On the other hand, though, the habitable areas of Empire’s starships are at least as luxurious – in their own way – as the Enterprise, and have been for quite some time, mass penalty or no mass penalty. (Phoenix Zero, the first orbital flight, described as resembling “an explosion in a girder factory that had previously collided with a chemical plant, sitting atop a giant steel washer”, avoided this, but they’ve been getting steadily more luxurious ever since.)

There are four main reasons behind this:

1. While there is no escaping the Tyranny of the Rocket Equation entirely, it does start looking a mite less tyrannous when you start out with nuclear-pulse (“Orion”) drives as your launchers and move on from there to various other nuclear engines. Also, while you still have to suffer the mass penalty in operation, it helps once you get construction in space going and so don’t have to bring all that mass up from downwell in the first place.

2. Marketing. The Spaceflight Initiative was never a government or a government-supported program, in the Empire’s history. They knew their audience, investors, contributors, etc., and their tastes pretty well, and so they knew perfectly well that to keep the money flowing, it would help if they could make all their spacecraft look as sexy as, say, the Dragon 2.0.

I believe the technical term is "freakin' gorgeous".

I believe the technical term is “freakin’ gorgeous”.

3. Crew health. Compared to humans, eldrae need much more personal space. They build bigger to reflect this, ’cause living all piled up on top of each other like we do in cities – and in European cities, especially, in my experience – is just intensely stressful and unpleasant for them – a typical apartment size there, for example, is the quarter-floor or double quarter-floor. Which is one thing if you’re just making a relatively short orbital flight (although still hardly pleasant), but once you’re going to be asking people to live in a starship for weeks or months at a time, not making it big and comfortable is just asking for cabin fever to the point of outright psychosis.

And on that note, it’s also much, much cheaper to pay people to invent creative super-light materials like glassboard and aerogel, etc., than it is to pay the medical bills – or pay people enough to be willing to do it in the first place.
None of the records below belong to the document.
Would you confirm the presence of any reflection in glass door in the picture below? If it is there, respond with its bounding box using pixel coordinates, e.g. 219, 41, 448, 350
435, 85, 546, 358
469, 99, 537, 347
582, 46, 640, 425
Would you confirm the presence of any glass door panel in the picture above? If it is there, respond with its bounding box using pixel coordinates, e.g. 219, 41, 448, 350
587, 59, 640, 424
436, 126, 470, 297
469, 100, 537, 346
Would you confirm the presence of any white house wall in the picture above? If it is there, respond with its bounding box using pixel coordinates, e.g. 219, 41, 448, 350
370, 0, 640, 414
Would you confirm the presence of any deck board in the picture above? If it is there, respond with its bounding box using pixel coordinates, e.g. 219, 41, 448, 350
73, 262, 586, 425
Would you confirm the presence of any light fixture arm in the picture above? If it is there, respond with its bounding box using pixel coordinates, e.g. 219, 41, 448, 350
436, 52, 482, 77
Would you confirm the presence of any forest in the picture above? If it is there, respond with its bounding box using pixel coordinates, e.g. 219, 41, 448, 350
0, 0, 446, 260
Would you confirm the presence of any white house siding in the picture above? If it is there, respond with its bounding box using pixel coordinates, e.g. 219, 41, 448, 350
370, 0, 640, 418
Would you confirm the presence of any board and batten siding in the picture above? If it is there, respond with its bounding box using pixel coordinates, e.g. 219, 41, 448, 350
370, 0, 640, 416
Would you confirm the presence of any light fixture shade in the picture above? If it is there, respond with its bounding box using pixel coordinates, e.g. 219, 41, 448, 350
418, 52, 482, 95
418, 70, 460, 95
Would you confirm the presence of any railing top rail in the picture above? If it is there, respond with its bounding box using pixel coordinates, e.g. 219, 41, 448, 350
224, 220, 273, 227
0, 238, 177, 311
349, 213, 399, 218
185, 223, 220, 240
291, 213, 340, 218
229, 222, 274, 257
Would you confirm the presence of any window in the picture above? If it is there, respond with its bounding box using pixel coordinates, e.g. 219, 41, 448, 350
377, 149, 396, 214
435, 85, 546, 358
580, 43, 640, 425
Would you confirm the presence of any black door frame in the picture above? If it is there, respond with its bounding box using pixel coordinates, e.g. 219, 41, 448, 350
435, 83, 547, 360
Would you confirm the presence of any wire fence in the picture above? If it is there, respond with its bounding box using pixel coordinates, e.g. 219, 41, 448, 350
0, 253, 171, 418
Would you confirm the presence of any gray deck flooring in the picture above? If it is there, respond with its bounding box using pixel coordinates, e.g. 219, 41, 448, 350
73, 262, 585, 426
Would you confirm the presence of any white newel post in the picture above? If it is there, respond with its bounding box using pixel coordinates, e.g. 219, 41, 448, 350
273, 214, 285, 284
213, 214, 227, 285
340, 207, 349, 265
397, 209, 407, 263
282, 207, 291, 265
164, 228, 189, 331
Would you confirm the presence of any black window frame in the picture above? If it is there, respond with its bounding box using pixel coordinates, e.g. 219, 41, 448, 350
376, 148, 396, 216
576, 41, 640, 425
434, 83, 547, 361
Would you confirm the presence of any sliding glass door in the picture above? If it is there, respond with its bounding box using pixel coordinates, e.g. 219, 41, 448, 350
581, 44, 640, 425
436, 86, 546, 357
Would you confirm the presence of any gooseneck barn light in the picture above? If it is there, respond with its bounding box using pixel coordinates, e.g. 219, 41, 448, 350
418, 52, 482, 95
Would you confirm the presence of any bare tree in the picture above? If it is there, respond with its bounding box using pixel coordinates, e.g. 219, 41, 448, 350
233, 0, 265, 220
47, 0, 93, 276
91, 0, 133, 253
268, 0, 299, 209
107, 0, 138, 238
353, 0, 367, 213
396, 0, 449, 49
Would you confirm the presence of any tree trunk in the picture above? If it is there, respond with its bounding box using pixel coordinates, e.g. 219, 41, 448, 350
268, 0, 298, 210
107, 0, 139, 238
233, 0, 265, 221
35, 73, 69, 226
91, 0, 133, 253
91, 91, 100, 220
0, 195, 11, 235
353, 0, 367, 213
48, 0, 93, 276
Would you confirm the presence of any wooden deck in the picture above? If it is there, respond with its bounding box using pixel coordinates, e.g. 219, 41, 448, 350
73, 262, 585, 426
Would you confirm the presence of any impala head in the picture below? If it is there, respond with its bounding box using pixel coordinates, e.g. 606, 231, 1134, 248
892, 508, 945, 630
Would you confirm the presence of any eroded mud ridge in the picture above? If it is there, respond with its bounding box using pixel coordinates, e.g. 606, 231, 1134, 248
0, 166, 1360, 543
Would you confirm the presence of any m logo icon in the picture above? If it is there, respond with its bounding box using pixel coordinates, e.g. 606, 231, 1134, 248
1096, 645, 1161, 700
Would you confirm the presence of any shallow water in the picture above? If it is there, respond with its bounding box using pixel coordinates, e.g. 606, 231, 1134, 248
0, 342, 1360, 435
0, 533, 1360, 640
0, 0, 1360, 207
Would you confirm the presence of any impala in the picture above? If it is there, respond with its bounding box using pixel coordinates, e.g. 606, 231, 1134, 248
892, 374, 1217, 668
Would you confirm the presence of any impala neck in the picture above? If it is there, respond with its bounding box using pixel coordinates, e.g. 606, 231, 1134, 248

The supply of people willing to put up with terrible conditions for the sake of going to space will always be smaller than the supply of people excited about going to space in comfort, which is important once your promises inevitably dwindle from “you could be the first soph on the moon!” to “you could be the 17th soph to service Geostationary Communications Satellite #5”.

4. Sybarites. The Imperials have been a decadent bunch of folks for as long as they’ve existed. Certain comforts and, y’know, standards of civilized living are expected as the default, and everyone knows this. So, if the Initiative is spending twenty-two billion esteyn on its lunar mission, its Directorate aren’t even going to think twice before signing the check for another two billion on top in luxuries, decent-sized cabins to put them in, and extra propellant to lift said luxuries and cabins, allocated to “crew comfort and marketing”. In their civilizational paradigm, it’s just good business.